List 3: This involves a limited exchange of "ad hoc" concessions decided on the basis of specific requests made and agreed on a case by case basis. The list also aims at balancing the overall agreement.
The approach is identical for all the CEECs both for those in the Luxembourg group (Hungary, Poland, Czech Republic, Estonia, Slovenia) with whom negotiations on the agricultural chapter of the acquis were opened on June 14 and in the Helsinki group (Bulgaria, Romania, Lithuania, Latvia, Slovakia) with whom negotiations on the agriculture chapter have not yet begun.
Results of the negotiations
New progressive trade liberalisation agreements have to date been concluded with nine of the ten CEECs (see Annex 1). Foreseeing immediate liberalisation of most of the non-sensitive products, in particular a large number of Mediterranean products, the agreements equally provide for progressive liberalisation in the sectors of poultrymeat, pigmeat, cheese and some fruits and vegetables, based on the "double zero" approach(1). The results differ from one country to another (see Annex 3), according to their readiness to liberalise the trade .
Negotiations will continue with the aim to further free up the trade between the EU and the CEECs in order to prepare them for accession. In certain sectors, the current divergences between the respective CEECs' agricultural policies and the CAP remain too important for the moment to allow for free trade without affecting the functioning of the CAP.
State of negotiations with Poland
Negotiations to conclude an agreement with Poland are ongoing. The situation is more difficult given the unilateral decision by Poland to increase import duties on certain agricultural products as from 1999 in contradiction to the standstill provisions of the Europe Agreement. The Council has specified in its negotiating mandate that the possibility of concluding negotiations with each country shall be judged in light of progress made to remove trade barriers imposed on agricultural products in breach of the Europe Agreements.
Calendar for formal adoption of the agreements
The agreements foresee that the new concessions will enter into force on July 1, 2000. The Council Regulation relating to the concessions with Estonia was adopted on June 19. Given that the remaining eight regulations will not be adopted by the Council by July 1, the new concessions will be applied retroactively from this date(2). EU export refunds for the products included in the double zero approach have already been abolished for the countries concerned.

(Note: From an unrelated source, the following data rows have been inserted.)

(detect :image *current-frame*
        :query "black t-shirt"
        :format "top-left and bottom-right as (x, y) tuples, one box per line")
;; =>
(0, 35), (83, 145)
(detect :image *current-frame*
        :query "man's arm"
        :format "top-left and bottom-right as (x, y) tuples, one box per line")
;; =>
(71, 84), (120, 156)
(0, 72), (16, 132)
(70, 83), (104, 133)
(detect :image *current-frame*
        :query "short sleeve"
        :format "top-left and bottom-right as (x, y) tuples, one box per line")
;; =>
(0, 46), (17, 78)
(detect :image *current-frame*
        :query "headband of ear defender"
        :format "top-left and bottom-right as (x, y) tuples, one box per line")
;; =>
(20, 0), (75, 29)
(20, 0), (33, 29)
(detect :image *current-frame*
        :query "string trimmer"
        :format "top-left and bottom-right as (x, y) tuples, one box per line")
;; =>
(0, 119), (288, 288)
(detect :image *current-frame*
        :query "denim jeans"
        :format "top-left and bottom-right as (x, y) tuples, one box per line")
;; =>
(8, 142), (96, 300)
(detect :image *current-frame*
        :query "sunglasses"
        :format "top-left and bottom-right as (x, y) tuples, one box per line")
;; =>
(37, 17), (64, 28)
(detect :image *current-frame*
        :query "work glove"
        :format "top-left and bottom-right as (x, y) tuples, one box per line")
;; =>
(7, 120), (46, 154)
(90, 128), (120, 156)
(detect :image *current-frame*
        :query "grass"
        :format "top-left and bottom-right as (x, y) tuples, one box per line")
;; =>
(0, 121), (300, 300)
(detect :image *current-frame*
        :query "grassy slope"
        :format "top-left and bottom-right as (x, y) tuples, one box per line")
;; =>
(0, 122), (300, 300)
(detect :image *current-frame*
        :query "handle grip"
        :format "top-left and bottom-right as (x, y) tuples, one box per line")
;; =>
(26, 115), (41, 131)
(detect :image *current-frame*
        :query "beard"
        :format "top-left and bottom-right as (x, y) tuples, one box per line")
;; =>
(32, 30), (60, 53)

Date of conclusion of negotiations
Trade liberalisation: Evaluation of the impact of the agreements reached with 9 CEECs
Products for which the "double zero" approach has been accepted
(1) The situation with Estonia is unique in that the EU already benefits from preferential free trade arrangements for all of its agricultural exports to Estonia.
(2) For Lithuania, it was agreed by both parties that the application of the concessions will not come into force until January 1, 2001.